Photographs and Memories

By Rigzin Chodon Leh, Sep 24, 2013
Leh :
As the voices of the children echoed the street of the Old Leh Town, I listened carefully to understand what made their cries so joyful and loud. Their voices were filled with excitement with a sudden impulse that, for a moment I wondered what got them so excited at this time of the day. I could hear few adult voices as well. They sounded unfamiliar but when I listened intently I heard few foreigners asking the little Ladakhi kids to jump by counting 1, 2, 3 and go.

All this happened while I was making the evening tea at 5 O’clock, a time when the kids are back from school, a time when they have leisure time at their hands and a time when they can go out of their respective homes and play with their friends. I heard them all this while but now with those excited voices, I longed to see them play. I peeped out of the window and saw young Ladakhi boys and girls wearing cute little clothes; some of the girls wore scarves on their head. They were happily climbing the walls of the Chorten in the street. Along with them I saw three foreigner guys; they were loaded with cameras in their hands. They seem to be persuading the kids to jump at the count of three. The fair-skinned tall foreigners had the kids enchanted with their friendly nature. The kids liked it when they lifted them up and placed them on the wall of the Chorten with utmost care. The magic struck when they smiled and laughed with them and clicked numerous pictures with their magic wand—in this case, the camera.
I heard someone call the name “Angmo” time and again. The voice of a man called again and said, “Angmo, Come home”. A little girl who replied, “O lay, coming”, never seemed to have returned home. She was too engrossed in the interesting turn of event with the new friends that she met today.
This rendezvous came to an abrupt end when one of the Italian men said, “That’s enough, now we go” to those kids. The innocence of the children and their laughter seemed dull and disenchanted as soon as they heard what the man said. As the guys packed their things, the excited kids just sat on the Chorten wall thinking how abruptly their time with those men ended. The guys were leaving, they patted the kids on their little head, waved them goodbye and vanished in oblivion. The kids looked at the empty street, deciding what to do next.

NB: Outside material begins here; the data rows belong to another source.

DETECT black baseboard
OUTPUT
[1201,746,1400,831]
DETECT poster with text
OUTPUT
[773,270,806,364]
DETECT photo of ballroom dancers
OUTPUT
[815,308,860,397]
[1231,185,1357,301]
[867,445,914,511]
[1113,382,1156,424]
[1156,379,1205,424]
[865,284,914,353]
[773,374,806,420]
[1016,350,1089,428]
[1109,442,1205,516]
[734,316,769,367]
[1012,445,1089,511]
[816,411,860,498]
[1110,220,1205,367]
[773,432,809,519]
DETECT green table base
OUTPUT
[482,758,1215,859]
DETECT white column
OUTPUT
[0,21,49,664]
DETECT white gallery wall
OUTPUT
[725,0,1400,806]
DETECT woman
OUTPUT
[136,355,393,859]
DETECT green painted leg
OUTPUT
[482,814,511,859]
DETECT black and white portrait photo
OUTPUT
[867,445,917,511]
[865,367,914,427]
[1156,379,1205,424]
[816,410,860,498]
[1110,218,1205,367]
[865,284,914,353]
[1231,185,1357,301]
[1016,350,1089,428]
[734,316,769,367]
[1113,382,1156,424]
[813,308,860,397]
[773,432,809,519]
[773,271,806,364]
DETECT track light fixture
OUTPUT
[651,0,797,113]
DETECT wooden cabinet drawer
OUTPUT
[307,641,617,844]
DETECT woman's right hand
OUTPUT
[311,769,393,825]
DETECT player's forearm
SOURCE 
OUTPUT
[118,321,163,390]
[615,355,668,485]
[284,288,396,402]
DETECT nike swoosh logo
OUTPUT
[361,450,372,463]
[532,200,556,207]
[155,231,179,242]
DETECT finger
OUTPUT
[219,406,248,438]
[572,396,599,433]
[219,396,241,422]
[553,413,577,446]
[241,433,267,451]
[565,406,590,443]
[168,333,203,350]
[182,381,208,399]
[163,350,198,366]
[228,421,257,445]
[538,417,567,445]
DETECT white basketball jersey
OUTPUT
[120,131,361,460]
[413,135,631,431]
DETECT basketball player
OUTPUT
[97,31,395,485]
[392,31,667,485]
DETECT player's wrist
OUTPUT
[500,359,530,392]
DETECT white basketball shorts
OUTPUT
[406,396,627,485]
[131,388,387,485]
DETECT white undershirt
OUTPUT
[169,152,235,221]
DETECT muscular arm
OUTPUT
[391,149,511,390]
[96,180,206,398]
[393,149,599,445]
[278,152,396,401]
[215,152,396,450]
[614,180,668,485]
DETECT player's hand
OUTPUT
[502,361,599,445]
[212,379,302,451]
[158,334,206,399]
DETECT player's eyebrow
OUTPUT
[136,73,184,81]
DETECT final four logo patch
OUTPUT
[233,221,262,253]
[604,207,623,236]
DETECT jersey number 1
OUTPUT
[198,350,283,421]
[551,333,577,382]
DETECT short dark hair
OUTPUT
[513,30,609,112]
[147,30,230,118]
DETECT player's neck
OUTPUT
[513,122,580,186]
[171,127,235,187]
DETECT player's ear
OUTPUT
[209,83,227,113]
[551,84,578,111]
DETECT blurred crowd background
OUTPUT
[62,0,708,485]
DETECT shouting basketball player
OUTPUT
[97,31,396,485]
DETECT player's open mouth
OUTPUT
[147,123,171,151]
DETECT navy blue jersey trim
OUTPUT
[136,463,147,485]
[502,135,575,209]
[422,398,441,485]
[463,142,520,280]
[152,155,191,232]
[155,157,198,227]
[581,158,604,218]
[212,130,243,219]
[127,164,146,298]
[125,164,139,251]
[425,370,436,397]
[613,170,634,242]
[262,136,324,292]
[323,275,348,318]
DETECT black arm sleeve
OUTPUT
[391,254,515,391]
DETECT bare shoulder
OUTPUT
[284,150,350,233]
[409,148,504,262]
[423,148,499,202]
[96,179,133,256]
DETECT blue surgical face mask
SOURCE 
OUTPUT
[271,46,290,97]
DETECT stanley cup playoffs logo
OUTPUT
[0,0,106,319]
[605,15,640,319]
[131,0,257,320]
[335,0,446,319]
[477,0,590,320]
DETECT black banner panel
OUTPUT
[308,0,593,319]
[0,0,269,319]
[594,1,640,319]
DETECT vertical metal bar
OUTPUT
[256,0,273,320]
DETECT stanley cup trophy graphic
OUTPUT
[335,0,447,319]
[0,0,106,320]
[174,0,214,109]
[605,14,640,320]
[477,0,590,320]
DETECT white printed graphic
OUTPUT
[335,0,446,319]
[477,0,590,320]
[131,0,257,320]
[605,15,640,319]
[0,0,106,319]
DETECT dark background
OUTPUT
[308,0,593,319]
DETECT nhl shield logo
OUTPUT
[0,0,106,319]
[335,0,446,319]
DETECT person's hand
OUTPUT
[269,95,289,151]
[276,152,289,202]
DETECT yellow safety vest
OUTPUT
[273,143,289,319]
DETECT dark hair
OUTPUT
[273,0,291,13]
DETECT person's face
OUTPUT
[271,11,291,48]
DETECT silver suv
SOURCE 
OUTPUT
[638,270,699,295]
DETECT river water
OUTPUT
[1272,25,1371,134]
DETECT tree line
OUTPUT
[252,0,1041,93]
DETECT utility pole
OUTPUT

Then the eldest kid from the lot held the hand of one of the younger kids and asked her to come along. The young one without hesitating extended her small hands. They jumped down from the Chorten wall and like the leader of the pack of young ones, led them through a street-- a street which, after sometime, I could not track.
I sat there looking through the window, contemplating on all that just happened.  The group of children met the group of foreigners, shared a laugh or two, posed for pictures that the foreigners thought they wanted-- pictures of the wonderful friendly young Ladakhi children--who on their own terms became pals even for that brief moment.
But what I thought went missing is the picture of those kids returning home hands in hands with their brothers, sisters and friends. The faces of the foreigners will fade away in time but the pictures of the ‘joyous’ faces will be saved somewhere; maybe on a blog, or on a face book album or a magazine or a photo journal or on just another folder of a laptop which would be titled—Leh, Ladakh, Summer of 2013.

Brief momentarily pictures like these does not paint the real picture of the kids of Ladakh. What we miss in a picture sometimes is the real picture behind it. No one clicks the picture of a kid who is sad to have been left alone to play and go back to their ordinary playtime or life. Only the happiest or the joyous moment is captured. The kids holding hands, leaving the street is a mental picture I clicked and it bothers me to think of how people take advantage of their innocence and their friendly nature. They come and take what they want and leave the kids half-heartedly wanting for more. And when they know they are not going to get anything more, they leave hoping that some other day they will get to play with some new foreigners who would click their pictures again.